All of these are important supervisory and management practices, but they may not be critical leadership characteristics in and of themselves. Although they are each important to supervisory or managerial success, there is more to consider when measuring leadership. Strong leadership is a key issue in basic supervision as well as in the management of processes, programs and people.

Lead By Example

If we revisit leadership concepts developed as long ago as 600 B.C. in China, Lao Tsu professed that one leads primarily by example. This "leading by example" concept is stressed in every leadership class or book that we have ever been exposed to. Yet, for some reason, the inability or unwillingness to put this concept into practice undermines a leader's effectiveness as much as any other factor. The leaders, through the inability to lead themselves and set an appropriate example, are eventually resisted and/or resented by the group.

One aspect of leadership involves modeling the behaviors and expectations we have of others … as best we can … every day. Otherwise, the message we send is as clear as the old cliche, "Do as I say, not as I do." We, as leaders, are always teaching others by our example … good or bad. That is an unavoidable reality.

Respectful Treatment Of Others & Mutual Trust

A basic concept of developing individuals or groups in an organization involves the way the leaders act out the level of respect (or lack of respect) they feel towards those they are in place to lead. We were all human beings before anyone was given rank or organizational status. It is unacceptable when people act in a way that is disrespectful toward each other in any setting. Leaders can expect to receive respect only when they give it to others first.

As we know, mutual trust is a key to teamwork. We can make the concept of effective leadership as simple or as complex as we wish. Let me say it simply. People do not trust leaders they do not respect, and they do not respect leaders who are disrespectful toward them. This simple fact is the "rite of passage" to everything else about leading others. People cannot be inspired by someone to behave or perform in a certain way unless they feel a sense of mutual respect … which leads to mutual trust. Both are critical to any positive relationship.

Commitment To The Mission

Leaders who excel also possess a passionate commitment to the mission of the organization. Being able to clearly define what the leader expects of others, and then communicate a vision of current and future requirements to effectively meet the mission, are abilities that set exceptional leaders apart from others. Having a lot of agendas that are separate and apart from the mission is sure to dilute the leader's effectiveness.

A friend of mine told me that the most important attributes from which to measure leadership effectiveness are the leader's beliefs relating to:

  • Fairness in decision-making.
  • Loyalty to others.
  • Equality within the group.
  • Love of people.
  • A sense of joy from their work.

These are words of wisdom. When combined with other attributes previously mentioned, they describe a pretty positive and effective starting point for leadership. Being assigned the formal position of supervisor or manager does not make a person a leader. I witness acts of exceptional leadership every day within the Mesa Fire Department and other organizations with which I interact. Many are performed by people with no formal position of rank or hierarchical status in the system.

I wish I could say that it's more complicated than this, but it isn't. Nobody ever masters all of the variables involved in excellent leadership.

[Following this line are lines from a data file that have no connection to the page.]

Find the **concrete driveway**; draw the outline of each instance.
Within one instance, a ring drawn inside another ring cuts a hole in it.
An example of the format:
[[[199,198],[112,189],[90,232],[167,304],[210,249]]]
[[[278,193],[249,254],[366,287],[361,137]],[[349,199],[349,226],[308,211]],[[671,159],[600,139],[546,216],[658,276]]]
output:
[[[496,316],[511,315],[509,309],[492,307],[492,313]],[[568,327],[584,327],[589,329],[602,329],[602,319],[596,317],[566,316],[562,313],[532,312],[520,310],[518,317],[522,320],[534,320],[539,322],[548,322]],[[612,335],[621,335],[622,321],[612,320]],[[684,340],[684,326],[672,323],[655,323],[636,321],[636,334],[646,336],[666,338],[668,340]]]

Doing the things discussed in this article, day in and day out, is very, very difficult, but I know we are up to the challenge.

Keep getting better. Become someone's leadership model.

Dennis Compton, a Firehouse® contributing editor, is the fire chief in Mesa, AZ. He previously served as assistant fire chief in the Phoenix Fire Department. During a career that spans almost 30 years, Compton has been involved in many fire service and civic organizations, and is a well-known speaker and author. He is the immediate past chair of the Executive Board of the International Fire Service Training Association (IFSTA) and is the vice chair of the Congressional Fire Services Institute's National Advisory Committee.